Dunne Eileen F, Datta S Deblina, E Markowitz Lauri
Division of Sexually Transmitted Disease Prevention, Centers for Disease Control and Prevention, Atlanta, Georgia 30030, USA.
Cancer. 2008 Nov 15;113(10 Suppl):2995-3003. doi: 10.1002/cncr.23763.
It has been estimated that genital human papillomavirus (HPV) is the most common sexually transmitted infection in the US. Nononcogenic types, such as HPV type 6 (HPV-6) and HPV-11, can cause benign or low-grade cervical cell changes, genital warts, and recurrent respiratory papillomatosis. Oncogenic types can cause cervical and other anogenital cancers; oncogenic HPV types are detected in 99% of cervical cancers worldwide. A quadrivalent HPV vaccine to prevent HPV-6, HPV-11, HPV-16, and HPV-18 was licensed for use in the US in June 2006 and an application for Food and Drug Administration licensure was submitted for a bivalent HPV vaccine to prevent HPV-16 and HPV-18 in March 2007. Currently in the US, the quadrivalent HPV vaccine is recommended for routine immunization of girls aged 11 and 12 years, and catch-up immunization is recommended through age 26 years. Monitoring the impact of prophylactic HPV vaccines will be useful for understanding the population level impact of vaccination. In this report, the authors provide a brief review of the epidemiology of HPV infection and an overview of prophylactic HPV vaccines and postvaccine licensure monitoring.

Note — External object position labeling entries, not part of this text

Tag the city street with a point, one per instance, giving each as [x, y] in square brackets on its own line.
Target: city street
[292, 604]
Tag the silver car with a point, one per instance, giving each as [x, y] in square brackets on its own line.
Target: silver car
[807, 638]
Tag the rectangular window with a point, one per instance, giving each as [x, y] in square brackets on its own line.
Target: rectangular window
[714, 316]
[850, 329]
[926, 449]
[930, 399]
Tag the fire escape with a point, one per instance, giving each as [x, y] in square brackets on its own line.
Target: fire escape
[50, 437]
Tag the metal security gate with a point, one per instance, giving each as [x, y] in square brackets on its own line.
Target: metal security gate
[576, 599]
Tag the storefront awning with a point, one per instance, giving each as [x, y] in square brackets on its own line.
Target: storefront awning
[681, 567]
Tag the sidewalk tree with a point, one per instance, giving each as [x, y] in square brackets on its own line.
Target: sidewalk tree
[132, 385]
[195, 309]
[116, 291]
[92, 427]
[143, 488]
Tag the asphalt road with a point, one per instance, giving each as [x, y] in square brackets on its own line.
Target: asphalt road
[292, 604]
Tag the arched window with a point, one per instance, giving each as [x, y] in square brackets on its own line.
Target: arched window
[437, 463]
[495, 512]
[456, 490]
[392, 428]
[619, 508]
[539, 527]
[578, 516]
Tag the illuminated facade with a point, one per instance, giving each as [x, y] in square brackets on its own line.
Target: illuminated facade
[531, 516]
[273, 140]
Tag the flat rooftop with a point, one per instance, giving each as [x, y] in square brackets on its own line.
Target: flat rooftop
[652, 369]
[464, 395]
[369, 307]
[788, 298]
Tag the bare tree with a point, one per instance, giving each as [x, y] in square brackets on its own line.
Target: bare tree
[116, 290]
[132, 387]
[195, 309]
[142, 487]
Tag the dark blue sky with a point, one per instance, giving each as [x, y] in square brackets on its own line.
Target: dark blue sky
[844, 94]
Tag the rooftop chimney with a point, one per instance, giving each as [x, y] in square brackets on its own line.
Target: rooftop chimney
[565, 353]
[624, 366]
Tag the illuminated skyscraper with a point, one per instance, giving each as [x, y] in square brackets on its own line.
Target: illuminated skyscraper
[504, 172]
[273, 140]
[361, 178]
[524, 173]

据估计,生殖器人乳头瘤病毒(HPV)是美国最常见的性传播感染。非致癌型HPV,如6型HPV(HPV-6)和HPV-11,可引起良性或低度宫颈细胞改变、生殖器疣和复发性呼吸道乳头瘤病。致癌型HPV可导致宫颈癌和其他肛门生殖器癌症;全球99%的宫颈癌中可检测到致癌型HPV。一种预防HPV-6、HPV-11、HPV-16和HPV-18的四价HPV疫苗于2006年6月在美国获得许可使用,2007年3月提交了一种预防HPV-16和HPV-18的二价HPV疫苗的食品药品监督管理局许可申请。目前在美国,推荐11至12岁女孩常规接种四价HPV疫苗,并建议在26岁之前进行补种。监测预防性HPV疫苗的影响将有助于了解疫苗接种对人群的影响。在本报告中,作者简要回顾了HPV感染的流行病学,并概述了预防性HPV疫苗及疫苗许可后监测情况。